SR 417 was closed in the area but reopened around three hours later.

It was one of three wrong-way driving incidents that occurred last night.

"We've been tracking these wrong way-way calls for about two years and we have had 414 total, so three in one night is too much," said FHP spokesperson Kim Montes.

The Florida Highway Patrol started tracking these calls after troopers began to realize they were seeing more and more of these types of crashes.

"Right now, Orange County is the fourth busiest for wrong-way crashes,"Montes said. "We have still seen an increase in wrong-way crashes locally. Again, it's just about warning drivers of the potential dangers."

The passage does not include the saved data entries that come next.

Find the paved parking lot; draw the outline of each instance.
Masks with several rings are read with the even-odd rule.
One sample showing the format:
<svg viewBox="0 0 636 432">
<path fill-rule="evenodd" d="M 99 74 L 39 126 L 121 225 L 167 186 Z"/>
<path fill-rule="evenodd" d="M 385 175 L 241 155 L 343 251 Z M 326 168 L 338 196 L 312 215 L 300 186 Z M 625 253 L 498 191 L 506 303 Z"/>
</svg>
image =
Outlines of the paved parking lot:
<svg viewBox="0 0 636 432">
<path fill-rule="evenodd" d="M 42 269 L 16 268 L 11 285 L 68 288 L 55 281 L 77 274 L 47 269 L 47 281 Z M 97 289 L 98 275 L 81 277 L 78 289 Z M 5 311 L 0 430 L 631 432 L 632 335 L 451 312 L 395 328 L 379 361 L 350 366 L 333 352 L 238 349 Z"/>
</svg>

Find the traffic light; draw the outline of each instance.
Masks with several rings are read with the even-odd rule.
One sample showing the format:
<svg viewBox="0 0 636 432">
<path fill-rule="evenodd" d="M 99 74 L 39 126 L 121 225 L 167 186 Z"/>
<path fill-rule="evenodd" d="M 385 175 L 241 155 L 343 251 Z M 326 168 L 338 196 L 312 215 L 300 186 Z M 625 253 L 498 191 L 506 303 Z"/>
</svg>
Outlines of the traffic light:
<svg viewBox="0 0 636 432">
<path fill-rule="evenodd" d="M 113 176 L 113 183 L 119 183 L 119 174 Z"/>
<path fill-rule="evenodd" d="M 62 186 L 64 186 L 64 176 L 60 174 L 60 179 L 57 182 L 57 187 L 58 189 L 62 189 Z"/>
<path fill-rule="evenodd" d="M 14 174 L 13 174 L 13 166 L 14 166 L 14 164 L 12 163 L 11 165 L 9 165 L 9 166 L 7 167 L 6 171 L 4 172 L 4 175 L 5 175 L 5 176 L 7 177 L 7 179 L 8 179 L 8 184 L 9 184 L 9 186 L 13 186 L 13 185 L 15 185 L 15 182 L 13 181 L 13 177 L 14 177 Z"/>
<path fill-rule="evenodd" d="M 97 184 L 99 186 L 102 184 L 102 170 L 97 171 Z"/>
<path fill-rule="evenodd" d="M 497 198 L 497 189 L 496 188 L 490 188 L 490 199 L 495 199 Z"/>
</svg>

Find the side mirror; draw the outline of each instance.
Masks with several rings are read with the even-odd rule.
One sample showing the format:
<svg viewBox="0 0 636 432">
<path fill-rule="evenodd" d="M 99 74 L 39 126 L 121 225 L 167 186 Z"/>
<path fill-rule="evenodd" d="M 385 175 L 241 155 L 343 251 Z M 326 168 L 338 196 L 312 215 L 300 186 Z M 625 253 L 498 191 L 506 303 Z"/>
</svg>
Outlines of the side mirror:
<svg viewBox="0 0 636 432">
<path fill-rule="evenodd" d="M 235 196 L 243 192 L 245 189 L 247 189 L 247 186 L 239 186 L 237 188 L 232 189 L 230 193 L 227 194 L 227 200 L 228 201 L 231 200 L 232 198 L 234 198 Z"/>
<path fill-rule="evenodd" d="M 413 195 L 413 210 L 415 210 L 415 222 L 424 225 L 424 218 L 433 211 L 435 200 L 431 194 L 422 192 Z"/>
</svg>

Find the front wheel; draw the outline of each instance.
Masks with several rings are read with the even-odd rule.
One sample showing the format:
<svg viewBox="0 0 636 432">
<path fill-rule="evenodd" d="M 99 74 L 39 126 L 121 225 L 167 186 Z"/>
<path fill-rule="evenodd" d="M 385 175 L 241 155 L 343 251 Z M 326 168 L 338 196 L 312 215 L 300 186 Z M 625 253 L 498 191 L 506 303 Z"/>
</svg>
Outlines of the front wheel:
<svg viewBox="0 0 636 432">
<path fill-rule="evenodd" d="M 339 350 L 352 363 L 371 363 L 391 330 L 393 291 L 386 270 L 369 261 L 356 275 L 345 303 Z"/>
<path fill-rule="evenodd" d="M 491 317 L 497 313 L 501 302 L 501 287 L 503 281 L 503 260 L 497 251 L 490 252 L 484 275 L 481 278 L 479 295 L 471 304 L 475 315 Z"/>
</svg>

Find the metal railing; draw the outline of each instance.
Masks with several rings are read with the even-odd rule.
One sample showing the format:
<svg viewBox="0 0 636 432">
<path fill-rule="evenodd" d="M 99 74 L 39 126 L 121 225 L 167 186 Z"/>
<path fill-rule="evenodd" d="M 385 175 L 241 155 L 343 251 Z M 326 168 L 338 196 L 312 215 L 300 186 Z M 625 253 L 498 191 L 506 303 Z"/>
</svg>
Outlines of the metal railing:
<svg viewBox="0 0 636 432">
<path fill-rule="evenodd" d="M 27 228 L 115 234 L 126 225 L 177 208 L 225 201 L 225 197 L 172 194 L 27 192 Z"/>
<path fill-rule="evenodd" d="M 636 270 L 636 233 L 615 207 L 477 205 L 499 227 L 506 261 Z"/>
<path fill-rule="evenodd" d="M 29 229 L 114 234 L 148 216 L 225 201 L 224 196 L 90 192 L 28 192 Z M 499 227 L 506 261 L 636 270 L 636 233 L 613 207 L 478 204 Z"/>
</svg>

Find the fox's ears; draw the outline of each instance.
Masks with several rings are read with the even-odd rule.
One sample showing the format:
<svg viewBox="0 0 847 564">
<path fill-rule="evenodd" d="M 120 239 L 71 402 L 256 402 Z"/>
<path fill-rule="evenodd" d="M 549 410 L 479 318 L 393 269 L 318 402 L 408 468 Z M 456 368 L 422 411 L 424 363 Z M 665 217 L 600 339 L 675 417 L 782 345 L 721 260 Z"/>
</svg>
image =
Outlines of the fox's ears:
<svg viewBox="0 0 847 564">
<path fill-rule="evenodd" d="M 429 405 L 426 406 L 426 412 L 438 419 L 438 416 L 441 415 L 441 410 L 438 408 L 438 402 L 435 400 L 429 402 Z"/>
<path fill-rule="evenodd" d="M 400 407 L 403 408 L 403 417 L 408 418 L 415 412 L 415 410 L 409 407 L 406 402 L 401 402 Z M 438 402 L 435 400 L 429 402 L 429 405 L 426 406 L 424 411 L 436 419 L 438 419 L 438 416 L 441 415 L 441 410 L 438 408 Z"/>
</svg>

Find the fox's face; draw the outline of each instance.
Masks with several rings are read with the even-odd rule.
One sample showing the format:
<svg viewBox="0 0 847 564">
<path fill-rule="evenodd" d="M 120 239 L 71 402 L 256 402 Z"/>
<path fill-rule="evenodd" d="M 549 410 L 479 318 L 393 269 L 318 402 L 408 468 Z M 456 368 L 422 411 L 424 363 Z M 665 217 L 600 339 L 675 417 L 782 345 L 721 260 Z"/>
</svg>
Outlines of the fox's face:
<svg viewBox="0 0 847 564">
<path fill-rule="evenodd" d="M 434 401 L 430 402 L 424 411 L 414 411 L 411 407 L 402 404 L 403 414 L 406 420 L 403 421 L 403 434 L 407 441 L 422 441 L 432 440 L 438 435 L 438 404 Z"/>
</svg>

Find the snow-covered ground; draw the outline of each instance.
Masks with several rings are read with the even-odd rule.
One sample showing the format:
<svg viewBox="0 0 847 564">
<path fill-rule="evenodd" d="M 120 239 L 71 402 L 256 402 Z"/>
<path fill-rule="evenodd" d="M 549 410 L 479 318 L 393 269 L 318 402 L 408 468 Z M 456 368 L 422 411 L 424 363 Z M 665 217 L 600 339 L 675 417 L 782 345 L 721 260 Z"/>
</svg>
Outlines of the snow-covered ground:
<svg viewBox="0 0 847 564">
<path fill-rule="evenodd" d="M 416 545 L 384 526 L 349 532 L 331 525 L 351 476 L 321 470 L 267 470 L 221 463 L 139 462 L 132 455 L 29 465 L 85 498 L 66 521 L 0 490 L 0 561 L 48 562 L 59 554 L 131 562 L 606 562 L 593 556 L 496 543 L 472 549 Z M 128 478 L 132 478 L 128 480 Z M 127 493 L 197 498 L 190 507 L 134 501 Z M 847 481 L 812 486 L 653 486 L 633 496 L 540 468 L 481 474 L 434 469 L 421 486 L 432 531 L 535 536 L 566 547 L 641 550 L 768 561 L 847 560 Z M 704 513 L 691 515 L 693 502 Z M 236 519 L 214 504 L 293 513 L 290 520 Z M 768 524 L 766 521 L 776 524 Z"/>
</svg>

Which is why the Highway Patrol has teamed up with the Central Florida Expressway Authority to install new wrong-way warning senors. The idea came last year.

"They came up with looking at this over a year ago," Montes said. "They did a study. They wanted to see how to combat this. They did trials at Hiawassee and 417 and at State Road 528 and State Road 520."

Montes said those trials were successful.

"They actually saw people righting themselves and turning around," she added.

So two months ago, the Central Florida Expressway Authority began permanently installing the wrong-way signs and sensors, putting up 24 total at exit ramps across Central Florida.  Ten more are on the way.

"When someone goes up an exit ramp the wrong way, lights start flashing obnoxiously, trying to get their attention," Montes said.